Le vélo de fonction, un standard chez nos voisins

Le vélo de fonction, un standard chez nos voisins

L’Allemagne et la Belgique ont déjà converti leurs salariés à la petite reine. La France cherche encore le bon braquet pour généraliser le vélo de fonction.

Alors que la France stagne à moins de 1 % de salariés équipés, l’Allemagne fait figure de locomotive du leasing cycliste, avec 2 millions de vélos de fonction en circulation. Outre-Rhin, 37 % des employés éligibles bénéficient du dispositif « Dienstrad ». La conversion du salaire brut en mise à disposition d’un vélo, exonérée de cotisations sociales et d’impôts, leur offre un avantage concret, leur permettant d’acquérir un vélo à assistance électrique à un coût réduit (20 à 30 % moins cher qu’un achat personnel, selon France Vélo, qui représente la filière). Du côté des entreprises allemandes, ce dispositif limite les charges tout en transformant les employeurs en ambassadeurs actifs de la mobilité cyclable. Résultat : un vélo neuf sur quatre outre-Rhin est aujourd’hui acquis via un leasing d’entreprise.
Dans le classement des pays avec le plus de « vélotaffeurs », la Belgique suit avec 200 000 montures (27 % des salariés éligibles), grâce à un modèle tripartite efficace et au cumul avec les indemnités kilométriques.

En France, des pistes pour changer de vitesse
Dans l’Hexagone, le parc plafonne à environ 20 000 vélos de fonction. Si des géants comme Saint-Gobain (2 000 vélos), Veolia ou le Crédit Agricole ont franchi le pas, le déploiement reste bridé. Le système français actuel de « redevance » (souvent à 70 % à la charge de l’employeur) est jugé trop coûteux pour les structures modestes et souffre d’un manque de clarté réglementaire.
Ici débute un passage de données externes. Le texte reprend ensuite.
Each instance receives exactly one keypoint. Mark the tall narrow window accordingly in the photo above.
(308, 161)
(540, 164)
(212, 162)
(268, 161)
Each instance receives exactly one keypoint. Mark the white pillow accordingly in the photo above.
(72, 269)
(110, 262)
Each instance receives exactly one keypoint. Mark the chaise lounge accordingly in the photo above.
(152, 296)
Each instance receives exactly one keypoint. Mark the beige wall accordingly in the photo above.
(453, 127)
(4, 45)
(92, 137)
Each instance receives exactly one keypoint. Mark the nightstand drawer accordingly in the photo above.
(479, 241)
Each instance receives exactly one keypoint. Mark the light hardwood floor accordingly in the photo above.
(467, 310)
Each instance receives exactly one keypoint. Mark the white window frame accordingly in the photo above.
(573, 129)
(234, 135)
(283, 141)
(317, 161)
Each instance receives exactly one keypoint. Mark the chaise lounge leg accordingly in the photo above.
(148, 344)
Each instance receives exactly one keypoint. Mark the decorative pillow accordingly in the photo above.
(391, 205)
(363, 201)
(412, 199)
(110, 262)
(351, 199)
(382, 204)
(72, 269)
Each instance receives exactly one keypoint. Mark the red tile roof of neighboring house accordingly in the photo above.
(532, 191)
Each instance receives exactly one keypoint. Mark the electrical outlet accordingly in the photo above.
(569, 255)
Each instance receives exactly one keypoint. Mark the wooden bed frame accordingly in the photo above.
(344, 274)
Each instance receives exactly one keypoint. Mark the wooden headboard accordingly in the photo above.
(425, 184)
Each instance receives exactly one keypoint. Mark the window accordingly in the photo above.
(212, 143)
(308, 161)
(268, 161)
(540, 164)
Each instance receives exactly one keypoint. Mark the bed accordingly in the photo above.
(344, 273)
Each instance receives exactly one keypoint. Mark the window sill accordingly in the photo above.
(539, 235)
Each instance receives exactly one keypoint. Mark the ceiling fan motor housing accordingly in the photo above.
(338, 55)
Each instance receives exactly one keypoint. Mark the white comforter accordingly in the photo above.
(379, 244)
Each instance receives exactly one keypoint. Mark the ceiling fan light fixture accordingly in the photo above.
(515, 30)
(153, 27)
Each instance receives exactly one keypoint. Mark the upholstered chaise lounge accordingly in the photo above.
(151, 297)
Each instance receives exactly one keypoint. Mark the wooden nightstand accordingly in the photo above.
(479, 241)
Pour changer de braquet, la filière représentée par France Vélo porte deux demandes clés au gouvernement : officialiser la conversion de salaire sur les sites de référence pour rassurer les DRH, et permettre le cumul systématique avec le forfait mobilités durables (FMD). Dans son rapport publié en juin 2025, les représentants de la filière estiment que ces mesures, doublées de campagnes de promotion, permettraient « en 5 ans à l’État d’accompagner 184 232 Français (4x plus que le leasing social voiture) pour un budget cumulé de 166 M€ (4x moins que le leasing social voiture) ». Le tout en créant 10 000 emplois, alors que le secteur a fortement ralenti après le pic des années Covid.